1938 Trojan ‘Victory’ 12 cwt van
Designed by Leslie Hounsfield, the Trojan first came into being as early as 1913. Following extensive testing and the intervention of the Great War, Leyland Motors signed a contract to build Trojans under licence from 1922 at their factory in Kingston
Unconventional, but remarkably simple and sturdy, the Trojan was available initially available as a 'Utility' Tourer. A 5 cwt van was also to be available using the same 'punt' design chassis and a saloon, known as the 'Apollo' with fabric bodywork was also to join the range.
A 12cwt 'Victory' van was to be introduced a little later and these vans were to become a very familiar sight on British roads, going uncomplainingly about their work.
Early models were fitted with solid tyres, but this was not to prove a disadvantage, as the Trojan 'Wonder Springs' gave a remarkably good ride.
The underfloor horizontal two stroke engine was four cylinder unit of 1.5 litre capacity and had just seven moving parts. Transmission was via a two speed epicyclic gearbox, a reduction box and duplex chain.
Reliability, economy and simplicity were the key selling points of the Trojan and their slogan was 'Can you afford to walk?' as the running costs were so low.

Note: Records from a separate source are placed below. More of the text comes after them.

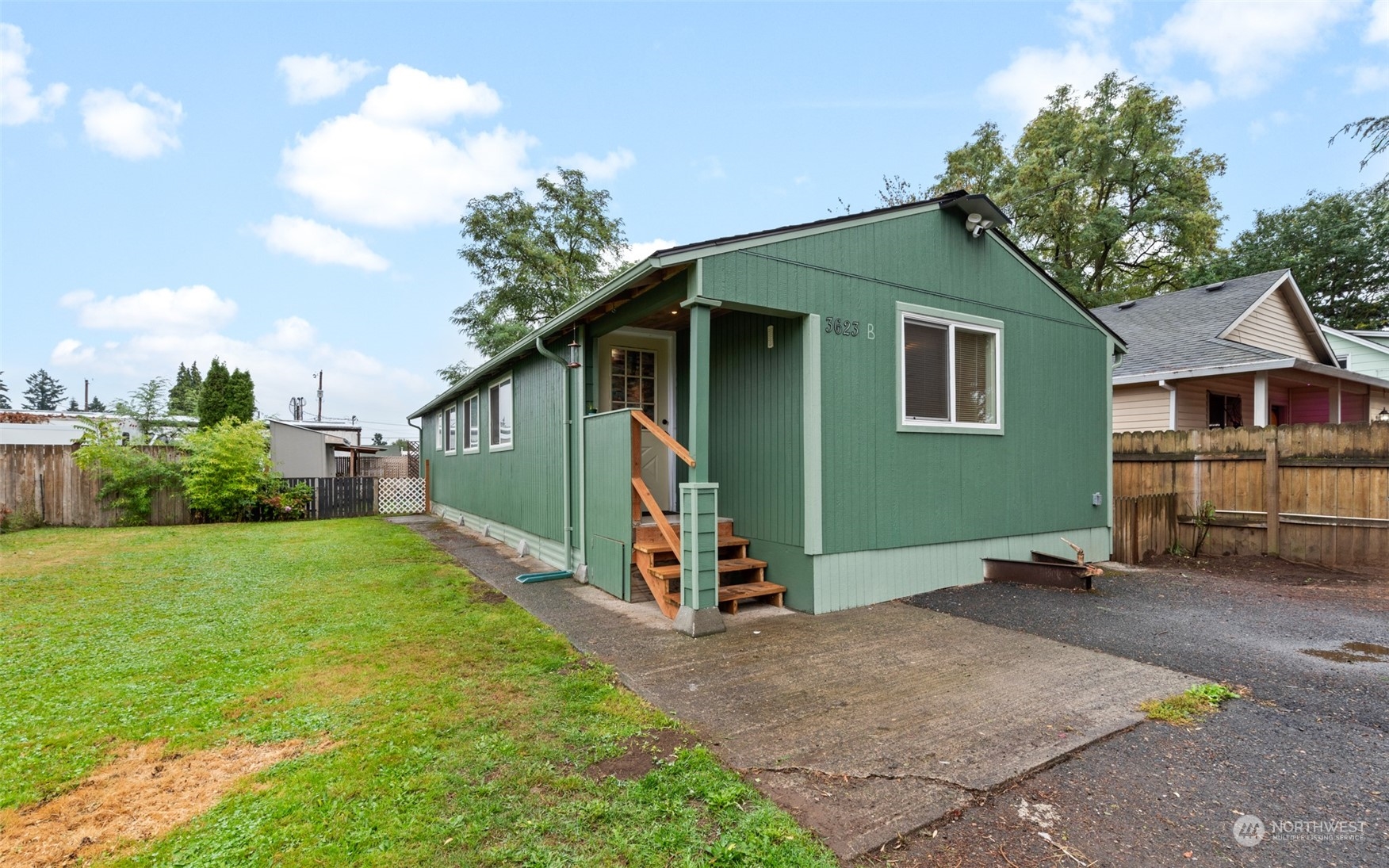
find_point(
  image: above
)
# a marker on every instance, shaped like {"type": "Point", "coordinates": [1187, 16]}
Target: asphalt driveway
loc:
{"type": "Point", "coordinates": [864, 724]}
{"type": "Point", "coordinates": [1307, 753]}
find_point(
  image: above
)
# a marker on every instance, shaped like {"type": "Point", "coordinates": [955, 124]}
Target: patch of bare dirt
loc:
{"type": "Point", "coordinates": [641, 753]}
{"type": "Point", "coordinates": [1364, 581]}
{"type": "Point", "coordinates": [136, 797]}
{"type": "Point", "coordinates": [481, 592]}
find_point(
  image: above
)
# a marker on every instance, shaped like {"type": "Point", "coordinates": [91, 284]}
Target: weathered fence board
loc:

Offered here is an exceptionally well restored example of one of the final 'Victory' 12 cwt vans dating from 1938. One of the last of the chain driven 2 stroke vans, it is fitted with the more powerful 'PH' engine and is finished in the livery of its original owners, the grocery chain, Cullens. in fine all - round order, it has participated in several Historic Commercial Club rallies. The Trojan Owners' Club offers good support and spares for survivors.